Gascoigne e Roeder assistiram ao encontro particular contra o Real Madrid e acompanharam a deslocação da Lazio ao terreno do Andria. Os rituais da equipa surpreenderam-no, com vinho antes do jogo e café no regresso ao hotel, após o encontro. «Gazza não conseguiu perceber aquilo, para ele era depois do jogo que se devia beber vinho, para celebrar.»
A estreia chegou finalmente em 1992. O Channel 4 comprou os direitos de transmissão da Serie A e mais de três milhões assistiram ao jogo com a Sampdoria. Com um detalhe: Gascoigne estava lesionado. Só depois, a 27 de setembro, fez o primeiro jogo pela Lazio, contra o Genoa.
A personalidade e o talento de Gascoigne fizeram dele um sucesso imediato – dentro de campo estreou-se a marcar no dérbi com a Roma (faz o golo do empate aos 89 minutos); fora dele, ia somando episódios desde comer as barras de Mars que os adeptos atiravam para o relvado até deixar uma cobra morta no saco de Roberto DiMatteo. «Nunca vi alguém saltar tanto», brincou Gazza.
Num outro episódio, a claque da Atalanta brindou-o com um enorme cartaz que tinha uma garrafa de cerveja gigante e uma inscrição que dizia: «Esta é para ti, Gazza». Toda a dimensão de Gascoigne no futebol italiano era fora do normal e as partidas tornaram-se frequentes. Afinal, este foi também o homem que chegou a esvaziar os pneus do Porsche de Aron Winter e que tinha o hábito pouco saudável de aparecer nu nos jantares da equipa.
O momento mais polémico terá sido, ainda assim, quando Paul Gascoigne respondeu à insistência de um jornalista com um simples e sonoro arroto. Os jogadores da Lazio estavam proibidos de falar à imprensa e o inglês decidiu ser original. O médio foi multado e o caso foi bastante escrutinado em Itália mas para a claque, a ação foi memorável. «Damos nota dez ao arroto. A culpa é do jornalista: se sabe que os jogadores estão em blackout, para quê insistir?», comentou um adepto.
A novela continuou até abandonar o futebol italiano em direção ao Rangers em 1995. Entre críticas à sua forma física - ganhava peso com muita facilidade -, os problemas físicos mais sérios (partiu a perna ao tentar roubar a bola a Alessandro Nesta durante um treino) e as polémicas fora de campo, Gascoigne tornou-se mais um obstáculo à tranquilidade da Lazio do que uma mais-valia no relvado.
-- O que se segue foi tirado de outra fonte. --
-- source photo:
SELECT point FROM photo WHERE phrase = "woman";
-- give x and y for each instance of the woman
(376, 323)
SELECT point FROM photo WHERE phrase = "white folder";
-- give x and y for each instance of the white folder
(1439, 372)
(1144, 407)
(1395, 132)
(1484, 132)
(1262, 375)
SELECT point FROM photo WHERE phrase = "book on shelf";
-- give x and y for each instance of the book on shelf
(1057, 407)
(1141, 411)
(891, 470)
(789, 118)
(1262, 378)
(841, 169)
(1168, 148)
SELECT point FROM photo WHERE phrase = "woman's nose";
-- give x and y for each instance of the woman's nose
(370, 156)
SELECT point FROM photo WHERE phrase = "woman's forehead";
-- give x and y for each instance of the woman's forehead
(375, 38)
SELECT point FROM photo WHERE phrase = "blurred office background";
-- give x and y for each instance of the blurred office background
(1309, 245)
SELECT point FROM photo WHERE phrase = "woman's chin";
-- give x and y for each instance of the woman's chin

E se o seu último treinador, Zdenek Zeman, não foi à bola com a personalidade do inglês, o primeiro, Dino Zoff, deixou-se conquistar. «Adorava aquele rapaz. Era um génio mas arrancava os cabelos à conta dele. O único problema é que foram poucas as vezes que pudemos comprovar o seu talento, destruiu tudo com a bebida e a comida. Ele comia gelado ao pequeno-almoço e bebia cerveja ao almoço. Quando estava lesionado, inchava como uma baleia. Mas como jogador? Fabuloso! Fabuloso!».